Steve Corbin, executive project director at LNG Canada, had served as interim head of the Kitimat project since late March.
LNG Canada’s co-owners are considering a large expansion of the Kitimat terminal in what would be Phase 2, including the possibility of using electric-drive technology for supercooling natural gas into liquid form. Phase 1 will use turbines powered by natural gas in the liquefaction process.
“I think that ultimately as we look into the future, the most competitive LNG projects will need to be low on the cost curve and low on the carbon curve,” Wael Sawan, the head of Shell PLC’s integrated gas and renewables division, said in a recent interview. “And of course with electric drive, you’re able to reduce even further what we call Scope 1 and Scope 2 emissions.”
Scope 1 carbon emissions are those from sources owned or controlled by a company while Scope 2 refers to indirect emissions from the purchase of electricity, heat or steam.

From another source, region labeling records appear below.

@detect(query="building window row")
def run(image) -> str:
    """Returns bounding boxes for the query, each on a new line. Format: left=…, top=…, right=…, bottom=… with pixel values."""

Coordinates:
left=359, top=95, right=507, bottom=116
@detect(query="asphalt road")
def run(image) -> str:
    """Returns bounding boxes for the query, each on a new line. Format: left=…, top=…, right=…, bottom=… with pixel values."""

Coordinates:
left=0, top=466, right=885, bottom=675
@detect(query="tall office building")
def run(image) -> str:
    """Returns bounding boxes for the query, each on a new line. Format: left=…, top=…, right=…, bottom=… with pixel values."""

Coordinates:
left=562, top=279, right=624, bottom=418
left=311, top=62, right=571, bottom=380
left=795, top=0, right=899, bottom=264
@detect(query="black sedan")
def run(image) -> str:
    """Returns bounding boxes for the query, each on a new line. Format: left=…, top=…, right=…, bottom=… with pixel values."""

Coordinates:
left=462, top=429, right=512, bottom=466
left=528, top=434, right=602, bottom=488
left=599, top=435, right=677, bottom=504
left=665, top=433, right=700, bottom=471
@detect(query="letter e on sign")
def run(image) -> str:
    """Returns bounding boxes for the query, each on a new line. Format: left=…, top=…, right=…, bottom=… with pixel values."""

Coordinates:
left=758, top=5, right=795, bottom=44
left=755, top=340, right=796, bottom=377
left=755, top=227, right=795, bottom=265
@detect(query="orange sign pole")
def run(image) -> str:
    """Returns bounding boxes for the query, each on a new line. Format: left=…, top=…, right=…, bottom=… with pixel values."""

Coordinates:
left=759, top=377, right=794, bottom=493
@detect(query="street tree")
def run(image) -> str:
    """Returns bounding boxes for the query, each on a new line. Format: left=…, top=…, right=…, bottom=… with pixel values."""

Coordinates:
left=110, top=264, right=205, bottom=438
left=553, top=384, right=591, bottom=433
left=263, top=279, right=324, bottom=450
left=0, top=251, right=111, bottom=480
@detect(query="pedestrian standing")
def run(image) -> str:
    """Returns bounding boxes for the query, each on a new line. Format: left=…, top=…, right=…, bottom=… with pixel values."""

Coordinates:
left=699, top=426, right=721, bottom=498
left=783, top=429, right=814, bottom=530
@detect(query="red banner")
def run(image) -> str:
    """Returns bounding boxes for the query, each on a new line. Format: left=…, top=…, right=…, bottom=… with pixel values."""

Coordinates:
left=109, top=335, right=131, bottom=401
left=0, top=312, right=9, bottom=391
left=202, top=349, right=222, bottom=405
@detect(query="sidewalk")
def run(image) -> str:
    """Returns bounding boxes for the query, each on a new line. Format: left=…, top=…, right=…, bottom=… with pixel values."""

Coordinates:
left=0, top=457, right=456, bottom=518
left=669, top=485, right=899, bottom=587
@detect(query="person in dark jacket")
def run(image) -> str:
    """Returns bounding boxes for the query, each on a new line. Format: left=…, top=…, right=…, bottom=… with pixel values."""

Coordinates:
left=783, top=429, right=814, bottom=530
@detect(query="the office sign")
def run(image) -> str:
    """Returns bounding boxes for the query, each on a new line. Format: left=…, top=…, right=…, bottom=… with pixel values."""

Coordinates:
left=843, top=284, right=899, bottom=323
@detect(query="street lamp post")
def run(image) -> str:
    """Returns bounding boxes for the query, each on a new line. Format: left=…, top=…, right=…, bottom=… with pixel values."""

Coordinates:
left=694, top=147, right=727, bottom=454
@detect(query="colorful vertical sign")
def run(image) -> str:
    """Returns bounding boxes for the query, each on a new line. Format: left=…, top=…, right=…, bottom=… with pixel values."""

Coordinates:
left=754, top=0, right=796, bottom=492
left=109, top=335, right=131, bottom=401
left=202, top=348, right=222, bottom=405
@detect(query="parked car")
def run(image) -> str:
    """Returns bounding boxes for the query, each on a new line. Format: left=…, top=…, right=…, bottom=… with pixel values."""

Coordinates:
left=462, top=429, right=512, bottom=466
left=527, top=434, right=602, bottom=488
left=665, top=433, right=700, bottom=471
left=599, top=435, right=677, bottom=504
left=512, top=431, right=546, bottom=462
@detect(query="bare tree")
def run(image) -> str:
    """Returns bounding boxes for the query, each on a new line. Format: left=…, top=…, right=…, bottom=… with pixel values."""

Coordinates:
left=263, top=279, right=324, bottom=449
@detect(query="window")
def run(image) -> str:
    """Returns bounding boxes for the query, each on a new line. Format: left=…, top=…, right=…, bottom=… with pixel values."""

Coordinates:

“B.C. of course is blessed with available hydro. So you do have low-carbon power, but it needs to be able to be allocated to the projects in future that require it at costs that make it viable to invest in those opportunities,” Mr. Sawan said.

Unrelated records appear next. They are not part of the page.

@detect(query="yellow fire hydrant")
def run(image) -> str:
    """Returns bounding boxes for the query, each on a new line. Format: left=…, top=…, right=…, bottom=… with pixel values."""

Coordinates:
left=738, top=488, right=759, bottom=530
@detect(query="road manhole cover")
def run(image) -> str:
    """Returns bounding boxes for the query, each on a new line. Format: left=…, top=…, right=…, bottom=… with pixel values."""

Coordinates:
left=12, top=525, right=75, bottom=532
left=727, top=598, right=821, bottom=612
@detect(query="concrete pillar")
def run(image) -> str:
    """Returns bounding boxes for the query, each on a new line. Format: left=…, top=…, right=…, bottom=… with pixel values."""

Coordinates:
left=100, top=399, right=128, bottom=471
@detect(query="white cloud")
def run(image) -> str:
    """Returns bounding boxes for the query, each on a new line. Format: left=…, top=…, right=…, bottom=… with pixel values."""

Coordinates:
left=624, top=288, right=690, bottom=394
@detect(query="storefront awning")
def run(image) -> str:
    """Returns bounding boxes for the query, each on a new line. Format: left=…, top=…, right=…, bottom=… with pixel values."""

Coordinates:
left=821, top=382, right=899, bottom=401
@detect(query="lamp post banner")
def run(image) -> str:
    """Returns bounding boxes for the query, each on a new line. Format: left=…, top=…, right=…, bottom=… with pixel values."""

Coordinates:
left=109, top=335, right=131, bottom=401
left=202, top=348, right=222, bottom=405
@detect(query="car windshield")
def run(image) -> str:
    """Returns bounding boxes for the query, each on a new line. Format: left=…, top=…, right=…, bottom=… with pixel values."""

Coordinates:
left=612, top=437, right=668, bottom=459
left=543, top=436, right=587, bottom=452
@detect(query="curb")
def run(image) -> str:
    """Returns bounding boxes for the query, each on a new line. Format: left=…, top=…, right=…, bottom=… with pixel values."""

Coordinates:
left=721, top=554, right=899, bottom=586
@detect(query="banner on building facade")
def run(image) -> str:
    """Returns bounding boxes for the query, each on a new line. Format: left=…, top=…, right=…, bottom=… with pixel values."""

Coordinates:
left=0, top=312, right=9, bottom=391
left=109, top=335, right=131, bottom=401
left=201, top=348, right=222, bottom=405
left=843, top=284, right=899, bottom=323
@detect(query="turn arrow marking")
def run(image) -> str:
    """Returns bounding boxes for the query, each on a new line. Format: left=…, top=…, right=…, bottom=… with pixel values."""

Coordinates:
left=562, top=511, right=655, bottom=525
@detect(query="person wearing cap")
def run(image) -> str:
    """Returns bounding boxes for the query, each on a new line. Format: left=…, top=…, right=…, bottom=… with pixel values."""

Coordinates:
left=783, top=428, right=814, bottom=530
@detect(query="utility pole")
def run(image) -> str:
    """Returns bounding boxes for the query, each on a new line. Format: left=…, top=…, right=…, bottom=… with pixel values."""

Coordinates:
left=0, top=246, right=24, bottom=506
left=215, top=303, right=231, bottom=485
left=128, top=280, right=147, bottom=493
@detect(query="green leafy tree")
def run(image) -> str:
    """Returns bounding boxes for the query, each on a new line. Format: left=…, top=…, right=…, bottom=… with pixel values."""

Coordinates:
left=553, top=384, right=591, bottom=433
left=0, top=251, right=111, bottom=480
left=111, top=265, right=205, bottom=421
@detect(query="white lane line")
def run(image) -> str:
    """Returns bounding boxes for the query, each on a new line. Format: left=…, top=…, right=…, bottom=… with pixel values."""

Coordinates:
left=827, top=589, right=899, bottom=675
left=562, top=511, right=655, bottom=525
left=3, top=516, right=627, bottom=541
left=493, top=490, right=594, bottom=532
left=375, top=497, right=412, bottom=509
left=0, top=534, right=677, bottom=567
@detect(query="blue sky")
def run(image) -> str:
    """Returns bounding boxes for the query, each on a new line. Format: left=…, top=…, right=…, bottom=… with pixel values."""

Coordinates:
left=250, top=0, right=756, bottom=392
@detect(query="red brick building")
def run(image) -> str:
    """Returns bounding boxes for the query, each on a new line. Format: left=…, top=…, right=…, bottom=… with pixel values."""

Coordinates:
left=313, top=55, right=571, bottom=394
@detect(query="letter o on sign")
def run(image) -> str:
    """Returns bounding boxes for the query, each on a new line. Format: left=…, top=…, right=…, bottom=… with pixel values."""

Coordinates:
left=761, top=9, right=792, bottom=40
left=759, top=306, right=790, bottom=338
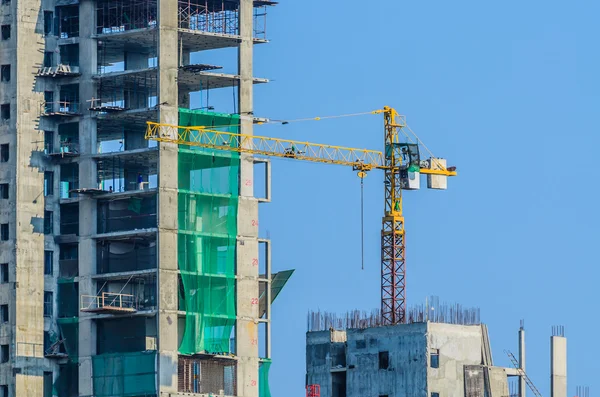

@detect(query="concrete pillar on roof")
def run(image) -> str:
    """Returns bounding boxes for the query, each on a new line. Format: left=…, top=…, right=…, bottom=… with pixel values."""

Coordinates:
left=519, top=322, right=527, bottom=397
left=550, top=336, right=567, bottom=397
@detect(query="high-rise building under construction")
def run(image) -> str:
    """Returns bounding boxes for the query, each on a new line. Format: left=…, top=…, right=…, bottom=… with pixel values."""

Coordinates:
left=0, top=0, right=290, bottom=397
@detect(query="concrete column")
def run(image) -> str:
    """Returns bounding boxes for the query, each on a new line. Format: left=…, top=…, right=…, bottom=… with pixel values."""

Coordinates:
left=125, top=52, right=148, bottom=70
left=236, top=0, right=259, bottom=397
left=79, top=0, right=98, bottom=396
left=519, top=322, right=527, bottom=397
left=157, top=0, right=179, bottom=396
left=178, top=50, right=190, bottom=109
left=550, top=336, right=567, bottom=397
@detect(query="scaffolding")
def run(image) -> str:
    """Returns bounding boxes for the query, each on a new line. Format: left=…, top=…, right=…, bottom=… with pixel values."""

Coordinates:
left=177, top=356, right=237, bottom=397
left=96, top=0, right=158, bottom=34
left=179, top=0, right=276, bottom=39
left=79, top=292, right=137, bottom=314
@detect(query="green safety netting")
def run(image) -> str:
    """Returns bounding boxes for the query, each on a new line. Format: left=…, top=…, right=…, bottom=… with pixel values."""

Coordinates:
left=258, top=358, right=272, bottom=397
left=178, top=109, right=240, bottom=354
left=92, top=351, right=156, bottom=397
left=52, top=362, right=79, bottom=397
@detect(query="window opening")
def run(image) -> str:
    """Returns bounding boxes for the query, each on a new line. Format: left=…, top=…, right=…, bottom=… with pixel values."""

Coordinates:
left=0, top=223, right=8, bottom=241
left=44, top=171, right=54, bottom=196
left=0, top=25, right=10, bottom=40
left=44, top=251, right=54, bottom=275
left=44, top=211, right=54, bottom=234
left=0, top=263, right=8, bottom=284
left=429, top=349, right=440, bottom=368
left=44, top=291, right=52, bottom=317
left=0, top=345, right=10, bottom=363
left=44, top=51, right=54, bottom=68
left=44, top=11, right=54, bottom=36
left=0, top=65, right=10, bottom=83
left=0, top=103, right=10, bottom=120
left=0, top=305, right=8, bottom=323
left=379, top=352, right=390, bottom=369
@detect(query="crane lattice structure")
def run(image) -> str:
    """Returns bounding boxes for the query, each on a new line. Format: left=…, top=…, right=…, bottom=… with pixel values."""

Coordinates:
left=146, top=106, right=456, bottom=325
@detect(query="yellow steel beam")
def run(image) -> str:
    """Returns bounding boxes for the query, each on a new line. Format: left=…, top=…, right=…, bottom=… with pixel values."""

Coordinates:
left=146, top=122, right=384, bottom=171
left=146, top=121, right=456, bottom=176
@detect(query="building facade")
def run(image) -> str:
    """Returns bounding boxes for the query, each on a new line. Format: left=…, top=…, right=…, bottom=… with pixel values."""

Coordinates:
left=0, top=0, right=275, bottom=397
left=306, top=322, right=517, bottom=397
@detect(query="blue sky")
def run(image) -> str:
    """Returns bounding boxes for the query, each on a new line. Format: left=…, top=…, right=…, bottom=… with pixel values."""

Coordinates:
left=205, top=0, right=600, bottom=397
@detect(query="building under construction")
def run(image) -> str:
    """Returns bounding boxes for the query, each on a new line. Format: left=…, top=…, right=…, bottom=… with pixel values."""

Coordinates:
left=306, top=304, right=567, bottom=397
left=0, top=0, right=291, bottom=397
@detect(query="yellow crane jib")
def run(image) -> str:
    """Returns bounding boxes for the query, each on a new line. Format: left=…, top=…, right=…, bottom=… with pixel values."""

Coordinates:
left=146, top=106, right=456, bottom=325
left=145, top=121, right=456, bottom=181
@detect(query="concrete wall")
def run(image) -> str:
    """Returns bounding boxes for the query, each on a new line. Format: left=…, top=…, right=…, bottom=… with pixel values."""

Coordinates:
left=306, top=323, right=494, bottom=397
left=11, top=0, right=44, bottom=396
left=427, top=323, right=482, bottom=397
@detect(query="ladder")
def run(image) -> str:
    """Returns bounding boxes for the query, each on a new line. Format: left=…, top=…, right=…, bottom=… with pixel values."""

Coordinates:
left=504, top=350, right=542, bottom=397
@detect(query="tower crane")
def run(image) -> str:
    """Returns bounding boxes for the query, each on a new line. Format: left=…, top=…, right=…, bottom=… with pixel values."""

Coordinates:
left=145, top=106, right=457, bottom=325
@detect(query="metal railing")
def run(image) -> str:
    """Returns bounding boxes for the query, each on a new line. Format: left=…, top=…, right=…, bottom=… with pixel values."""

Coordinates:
left=80, top=292, right=137, bottom=312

LNG Canada estimates project-related costs will total $40-billion for the first phase, counting the Kitimat terminal and various infrastructure that includes the Coastal GasLink pipeline to be operated by TC Energy Corp.
“Because of the lack of infrastructure in Canada, it’s very difficult to do these megaprojects, and LNG Canada has stood as an example of how hard it is,” said Omar Mawji, an energy finance analyst with the Institute for Energy Economics and Financial Analysis.

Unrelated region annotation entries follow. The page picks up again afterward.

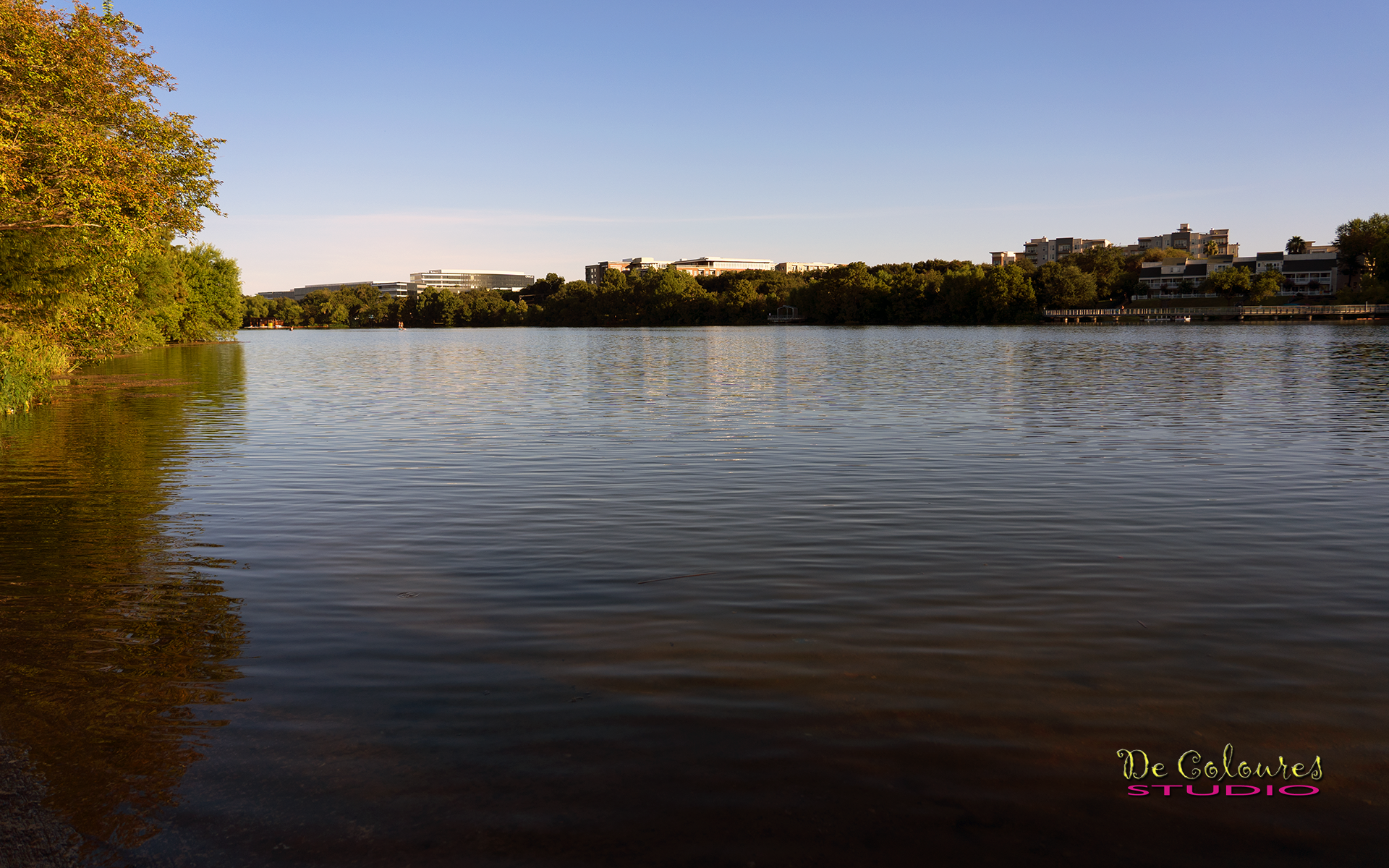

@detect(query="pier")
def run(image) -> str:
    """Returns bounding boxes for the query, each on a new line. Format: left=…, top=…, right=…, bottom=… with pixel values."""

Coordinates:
left=1042, top=304, right=1389, bottom=323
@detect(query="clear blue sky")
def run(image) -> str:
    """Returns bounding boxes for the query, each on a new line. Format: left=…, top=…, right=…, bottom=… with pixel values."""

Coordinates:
left=111, top=0, right=1389, bottom=292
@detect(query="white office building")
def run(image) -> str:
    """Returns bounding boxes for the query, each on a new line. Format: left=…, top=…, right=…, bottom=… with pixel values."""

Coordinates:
left=409, top=268, right=535, bottom=292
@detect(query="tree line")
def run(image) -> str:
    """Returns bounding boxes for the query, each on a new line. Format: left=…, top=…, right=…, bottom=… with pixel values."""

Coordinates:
left=0, top=0, right=242, bottom=412
left=243, top=214, right=1389, bottom=328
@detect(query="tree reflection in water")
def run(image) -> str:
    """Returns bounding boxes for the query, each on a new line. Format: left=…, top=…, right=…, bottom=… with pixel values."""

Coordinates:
left=0, top=344, right=245, bottom=859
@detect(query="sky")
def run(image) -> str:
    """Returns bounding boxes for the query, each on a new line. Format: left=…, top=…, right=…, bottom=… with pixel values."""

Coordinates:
left=108, top=0, right=1389, bottom=293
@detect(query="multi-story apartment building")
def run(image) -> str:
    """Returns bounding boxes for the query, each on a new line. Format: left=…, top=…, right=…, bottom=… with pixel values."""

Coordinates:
left=1123, top=224, right=1239, bottom=258
left=409, top=268, right=535, bottom=292
left=989, top=234, right=1110, bottom=265
left=1135, top=244, right=1346, bottom=299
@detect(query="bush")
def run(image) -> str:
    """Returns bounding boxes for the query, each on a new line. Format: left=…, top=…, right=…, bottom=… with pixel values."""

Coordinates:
left=0, top=322, right=68, bottom=412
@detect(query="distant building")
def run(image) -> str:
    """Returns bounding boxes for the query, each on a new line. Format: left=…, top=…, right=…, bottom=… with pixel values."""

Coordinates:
left=1123, top=224, right=1239, bottom=258
left=1135, top=244, right=1345, bottom=299
left=257, top=281, right=421, bottom=302
left=1016, top=234, right=1110, bottom=265
left=409, top=268, right=535, bottom=292
left=671, top=255, right=773, bottom=278
left=583, top=255, right=669, bottom=286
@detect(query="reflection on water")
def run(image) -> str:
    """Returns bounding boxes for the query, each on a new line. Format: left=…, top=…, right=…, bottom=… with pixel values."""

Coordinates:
left=0, top=346, right=245, bottom=859
left=4, top=323, right=1389, bottom=868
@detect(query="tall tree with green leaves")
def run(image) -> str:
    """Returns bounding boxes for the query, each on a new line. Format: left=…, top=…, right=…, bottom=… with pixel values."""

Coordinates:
left=0, top=0, right=222, bottom=408
left=1336, top=213, right=1389, bottom=287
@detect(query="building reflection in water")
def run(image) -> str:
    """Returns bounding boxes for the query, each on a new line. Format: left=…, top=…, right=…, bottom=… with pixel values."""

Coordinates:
left=0, top=344, right=245, bottom=859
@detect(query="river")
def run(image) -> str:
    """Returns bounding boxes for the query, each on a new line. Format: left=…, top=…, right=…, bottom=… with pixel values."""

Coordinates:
left=0, top=322, right=1389, bottom=868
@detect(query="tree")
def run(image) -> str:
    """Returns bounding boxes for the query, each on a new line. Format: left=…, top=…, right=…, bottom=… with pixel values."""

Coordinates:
left=1032, top=261, right=1097, bottom=308
left=169, top=244, right=242, bottom=341
left=522, top=271, right=564, bottom=302
left=1241, top=268, right=1283, bottom=304
left=0, top=0, right=225, bottom=408
left=0, top=0, right=221, bottom=240
left=1061, top=244, right=1143, bottom=302
left=1202, top=265, right=1253, bottom=302
left=980, top=263, right=1044, bottom=322
left=1336, top=214, right=1389, bottom=286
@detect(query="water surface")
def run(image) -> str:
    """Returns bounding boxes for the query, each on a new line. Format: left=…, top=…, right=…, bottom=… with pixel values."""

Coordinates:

Coastal GasLink would transport natural gas from northeast British Columbia to the Kitimat terminal, with the pipeline already designed to have the capacity to handle LNG Canada’s potential Phase 2, subject to adding more compressor stations.
The contentious pipeline project has a current price tag of $6.6-billion, but Mr. Mawji estimates cost overruns could reach about $1-billion.
While Coastal GasLink has been approved by 20 elected First Nation councils along the 670-kilometre route, the pipeline project has been the target of protests led by a group of Wet’suwet’en Nation hereditary chiefs who say a 190-kilometre portion of the route goes through unceded territory under their jurisdiction.
Of the 24 Canadian liquefied natural gas proposals listed by federal authorities in 2017, there were 18 in B.C., three in Nova Scotia, two in Quebec and one in New Brunswick. LNG Canada, which would become the country’s first LNG export terminal, is the only one under construction.
The other Canadian proposals have been either cancelled, suspended or still experiencing lengthy delays, though Russia’s invasion of Ukraine has heightened interest generally in the gas from European countries keen to wean themselves off Russian supplies of natural gas.
A new entrant, LNG Newfoundland and Labrador Ltd., is studying the feasibility of securing offshore reserves of natural gas from the Grand Banks.